Design Yelp · commitway

Topic: Design Yelp

Interviewer: guanyao

Interviewee: longwei

Level: L5 (Senior)

Mock System Design Interview Summary

Interview Overview

Date: 7/10/2022

Target level: L5

Duration: 45 minutes

Topic covered: Design Yelp

Drawing tool used: Excalidraw

Requirements

Functional requirements

Design Yelp

No result, return empty

A few radius choices: 1, 5, 10 miles

Business owner can update information, low QPS

Non functional requirements

100M DAU

200M businesses

Low latency, 500 ms in case of changing radius

Hours / 1 day delay. Ideally within minutes.

Low latency

Highly scalable

Durable

QPS

2 requests per day per user, peak hour * 5, 1k * 10 = 10k QPS

Storage: video/image

Low frequency for business updates

System Design

External APIs

User get_biz_from(cur_location, radius)

Biz_owner: CRUD update(biz_id, location, biz_info)

System design

Q: Purpose of API GW?

A: choking point for redirect. HTTPS termination.
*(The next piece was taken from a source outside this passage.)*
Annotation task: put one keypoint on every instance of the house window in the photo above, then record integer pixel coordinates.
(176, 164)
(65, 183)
Q: how to store based on location?

A: geo hashing, mapping 2D->1D

Search for longest prefix

Len 6 => 1 mile

Len 5 => 5 miles

Len 4 => 10 miles

Q: how does geohashing work?

A: cut the whole area into 4. Each with prefix 00, 01, 11, 10

Further division will append to the prefix 00, 01, 11, 10

How do you implement 5 mile, 10 mile radius?
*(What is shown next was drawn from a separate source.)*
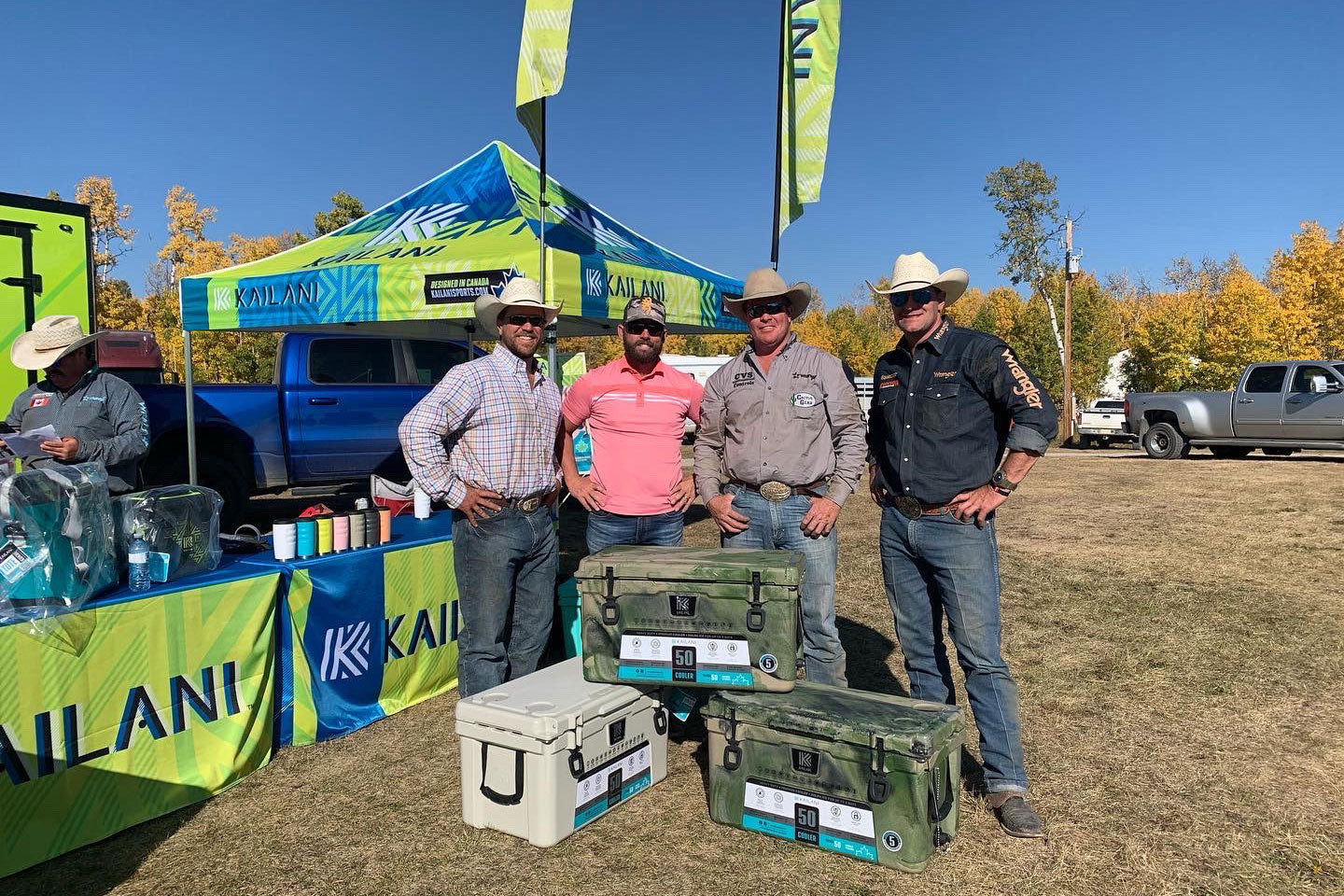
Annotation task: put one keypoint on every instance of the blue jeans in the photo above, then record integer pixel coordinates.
(778, 525)
(506, 586)
(937, 567)
(607, 529)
Example geocache code. Resolution A:

abcdef

abcde

Q: How do you store geocache in database?

A: how we use it:

My_geohash: list of biz[]

Filter based on geohash

Return … biz id

Query the biz_info service, and fill in information

How we store it:

Main storage is redis cache, look up from list to business ID

Backend is a database, with geohash -> biz_id

Reading from Redis

Writing to geohash

Q: how to store it in database?

A: we can use regular SQL

Q: how do you search nearby businesses in SQL?

A: select biz_id where geohash = XX

Q: What if we don’t have enough results?

Q: will we build 3 entries for the same location

A: yes, depends on resolution

Q: Too much resources consumed. Can we have 1 geocache code?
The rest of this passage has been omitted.